Beforehand
Most obvious answer to the title is that missings are represented with NA
in R. Dummy data:
x <- c("a", "NA", "<NA>", NA)
We can transform all elements of x
to characters using x_paste0 <- paste0(x)
. After doing so, the second and fourth elements are same ("NA"

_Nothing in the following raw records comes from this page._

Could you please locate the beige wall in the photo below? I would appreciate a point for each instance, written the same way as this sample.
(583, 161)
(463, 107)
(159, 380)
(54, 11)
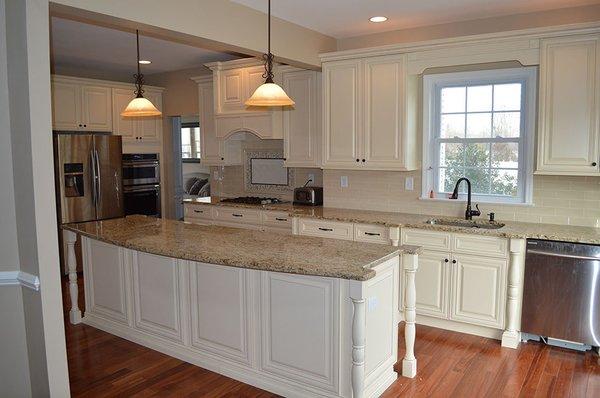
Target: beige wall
(221, 25)
(474, 27)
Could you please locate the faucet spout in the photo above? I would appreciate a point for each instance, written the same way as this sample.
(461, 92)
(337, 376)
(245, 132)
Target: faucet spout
(469, 213)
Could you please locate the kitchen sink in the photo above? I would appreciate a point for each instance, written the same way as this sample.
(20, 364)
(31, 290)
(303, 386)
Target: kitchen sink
(465, 223)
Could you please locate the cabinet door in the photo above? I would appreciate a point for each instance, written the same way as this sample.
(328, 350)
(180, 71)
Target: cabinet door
(478, 290)
(568, 125)
(157, 289)
(150, 128)
(300, 124)
(66, 106)
(384, 133)
(211, 147)
(231, 91)
(342, 114)
(96, 108)
(122, 126)
(431, 282)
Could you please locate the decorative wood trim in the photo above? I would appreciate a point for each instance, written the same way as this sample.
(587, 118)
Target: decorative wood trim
(20, 278)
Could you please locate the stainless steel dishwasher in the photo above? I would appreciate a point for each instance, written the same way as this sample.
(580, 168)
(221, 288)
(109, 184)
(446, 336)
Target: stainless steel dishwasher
(561, 293)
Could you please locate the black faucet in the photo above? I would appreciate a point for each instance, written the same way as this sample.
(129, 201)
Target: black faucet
(468, 213)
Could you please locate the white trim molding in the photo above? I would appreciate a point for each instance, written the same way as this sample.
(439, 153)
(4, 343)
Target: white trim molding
(16, 278)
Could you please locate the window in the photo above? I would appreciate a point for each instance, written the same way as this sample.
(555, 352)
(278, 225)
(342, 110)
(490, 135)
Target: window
(190, 141)
(479, 125)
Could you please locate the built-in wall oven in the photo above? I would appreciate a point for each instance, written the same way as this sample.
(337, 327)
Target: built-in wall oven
(141, 184)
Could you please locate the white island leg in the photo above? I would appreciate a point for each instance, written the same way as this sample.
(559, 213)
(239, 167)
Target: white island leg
(74, 313)
(409, 363)
(511, 336)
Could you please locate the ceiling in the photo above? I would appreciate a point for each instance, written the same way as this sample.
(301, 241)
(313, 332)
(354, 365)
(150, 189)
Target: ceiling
(347, 18)
(76, 45)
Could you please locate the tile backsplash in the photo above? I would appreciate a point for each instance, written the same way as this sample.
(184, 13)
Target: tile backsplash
(557, 199)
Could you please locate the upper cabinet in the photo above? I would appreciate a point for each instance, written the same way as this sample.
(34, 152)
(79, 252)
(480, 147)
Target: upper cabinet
(233, 83)
(369, 114)
(301, 123)
(568, 137)
(78, 106)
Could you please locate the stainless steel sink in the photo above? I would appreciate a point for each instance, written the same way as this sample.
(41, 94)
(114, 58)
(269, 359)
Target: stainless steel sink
(465, 223)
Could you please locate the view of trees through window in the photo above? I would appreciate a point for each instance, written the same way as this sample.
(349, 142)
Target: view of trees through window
(190, 141)
(479, 138)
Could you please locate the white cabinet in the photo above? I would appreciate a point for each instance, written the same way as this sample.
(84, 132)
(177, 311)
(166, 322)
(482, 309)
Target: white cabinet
(301, 123)
(369, 114)
(461, 277)
(157, 295)
(78, 105)
(136, 130)
(568, 138)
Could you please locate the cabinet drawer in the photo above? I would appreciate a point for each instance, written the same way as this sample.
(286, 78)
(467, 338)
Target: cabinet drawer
(480, 245)
(234, 215)
(198, 211)
(430, 240)
(278, 219)
(326, 229)
(371, 233)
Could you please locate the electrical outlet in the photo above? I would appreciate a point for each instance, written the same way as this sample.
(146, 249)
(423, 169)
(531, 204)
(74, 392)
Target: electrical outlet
(344, 181)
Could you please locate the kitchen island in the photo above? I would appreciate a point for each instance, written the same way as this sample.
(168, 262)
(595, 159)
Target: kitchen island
(298, 316)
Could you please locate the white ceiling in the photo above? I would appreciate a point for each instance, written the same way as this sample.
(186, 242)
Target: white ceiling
(346, 18)
(76, 45)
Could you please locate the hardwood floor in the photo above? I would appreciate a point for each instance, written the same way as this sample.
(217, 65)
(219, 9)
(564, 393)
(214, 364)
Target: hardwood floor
(450, 364)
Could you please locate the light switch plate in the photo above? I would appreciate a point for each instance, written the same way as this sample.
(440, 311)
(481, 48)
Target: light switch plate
(344, 181)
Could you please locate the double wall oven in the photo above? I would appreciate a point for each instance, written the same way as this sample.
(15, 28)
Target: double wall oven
(141, 184)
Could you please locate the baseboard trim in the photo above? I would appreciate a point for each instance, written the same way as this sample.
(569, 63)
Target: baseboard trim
(20, 278)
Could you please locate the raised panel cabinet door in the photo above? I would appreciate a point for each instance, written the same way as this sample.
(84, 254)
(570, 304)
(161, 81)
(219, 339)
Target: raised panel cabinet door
(568, 108)
(384, 132)
(66, 106)
(231, 90)
(431, 282)
(300, 128)
(220, 307)
(157, 290)
(478, 290)
(211, 147)
(122, 126)
(299, 319)
(150, 128)
(105, 280)
(342, 117)
(96, 108)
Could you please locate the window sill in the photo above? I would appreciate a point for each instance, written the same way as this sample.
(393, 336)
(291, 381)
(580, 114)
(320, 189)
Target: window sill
(517, 204)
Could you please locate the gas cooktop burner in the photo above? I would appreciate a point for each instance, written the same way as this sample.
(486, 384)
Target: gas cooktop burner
(252, 200)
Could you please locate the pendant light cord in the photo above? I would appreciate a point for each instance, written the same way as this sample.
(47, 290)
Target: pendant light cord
(268, 57)
(139, 78)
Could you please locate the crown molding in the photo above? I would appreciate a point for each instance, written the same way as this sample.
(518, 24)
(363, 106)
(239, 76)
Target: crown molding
(20, 278)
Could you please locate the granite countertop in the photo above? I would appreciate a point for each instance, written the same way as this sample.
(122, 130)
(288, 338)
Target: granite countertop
(512, 229)
(243, 248)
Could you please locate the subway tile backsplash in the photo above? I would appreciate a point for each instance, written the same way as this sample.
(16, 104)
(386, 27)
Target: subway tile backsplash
(557, 199)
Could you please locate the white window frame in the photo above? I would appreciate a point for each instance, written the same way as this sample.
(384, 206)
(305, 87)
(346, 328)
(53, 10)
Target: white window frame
(432, 85)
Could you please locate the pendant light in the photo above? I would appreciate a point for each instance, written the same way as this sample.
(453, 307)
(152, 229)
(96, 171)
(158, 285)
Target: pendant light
(269, 93)
(140, 106)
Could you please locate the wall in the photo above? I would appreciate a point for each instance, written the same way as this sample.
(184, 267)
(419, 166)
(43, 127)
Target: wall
(473, 27)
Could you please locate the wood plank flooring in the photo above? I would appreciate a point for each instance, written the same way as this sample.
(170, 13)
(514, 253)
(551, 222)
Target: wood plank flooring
(450, 365)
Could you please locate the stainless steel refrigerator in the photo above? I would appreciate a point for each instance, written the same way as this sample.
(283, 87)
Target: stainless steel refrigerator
(88, 176)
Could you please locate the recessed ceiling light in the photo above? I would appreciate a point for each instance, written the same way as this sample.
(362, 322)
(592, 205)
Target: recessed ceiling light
(378, 19)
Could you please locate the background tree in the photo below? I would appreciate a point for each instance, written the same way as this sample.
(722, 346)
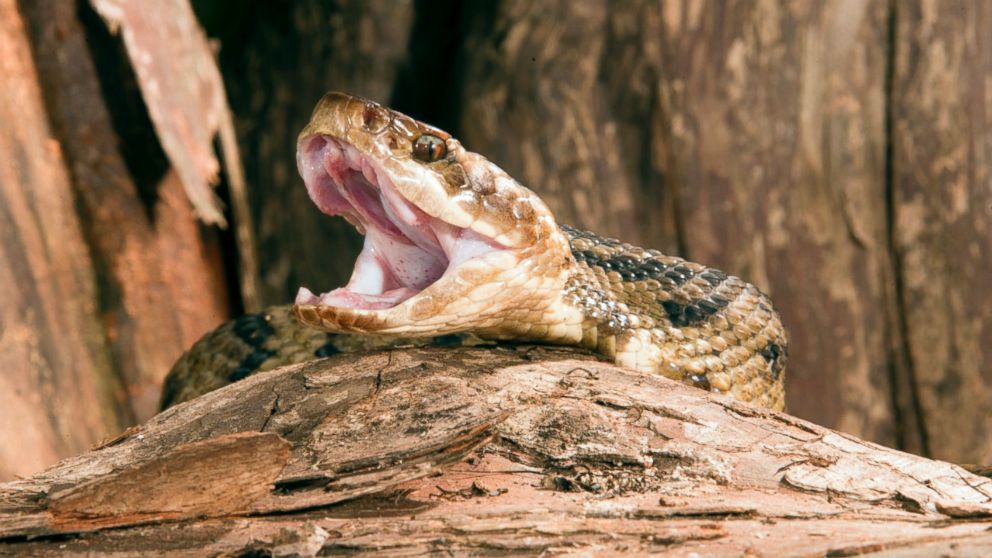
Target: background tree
(837, 154)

) and to my knowledge this is why there is no way to backtransform x_paste0
to x
.
addNA
But working with addNA
indicates that it is not just the NA
itself that represents missings. In x
only the last element is a missing. Let's transform the vector:
x_new <- addNA(x)
x_new
[1] a NA <NA> <NA>
Levels: <NA> a NA <NA>
Interestingly, the fourth element, i.e. the missing is shown with <NA>
and not with NA
. Further, now the fourth element looks same as the third. And we are told that there are no missings because when we try any(is.na(x_new))
we get FALSE
. At this point I would have thought that the information about what element is the missing (the third or the fourth) is simply lost as it was in x_paste0
. But this is not true because we can actually backtransform x_new
. See:
as.character(x_new)
[1] "a" "NA" "<NA>" NA
How does as.character
know that the third element is "<NA>"
and the fouth is an actual missing, i.e. NA
?
That's probably a uncleanness in the base:::print.factor()
method.
x <- c("a", "NA", "<NA>", NA)
addNA(x)
# [1] a NA <NA> <NA>
# Levels: <NA> a NA <NA>
But:
levels(addNA(x))
# [1] "<NA>" "a" "NA" NA
So, there are no duplicated levels.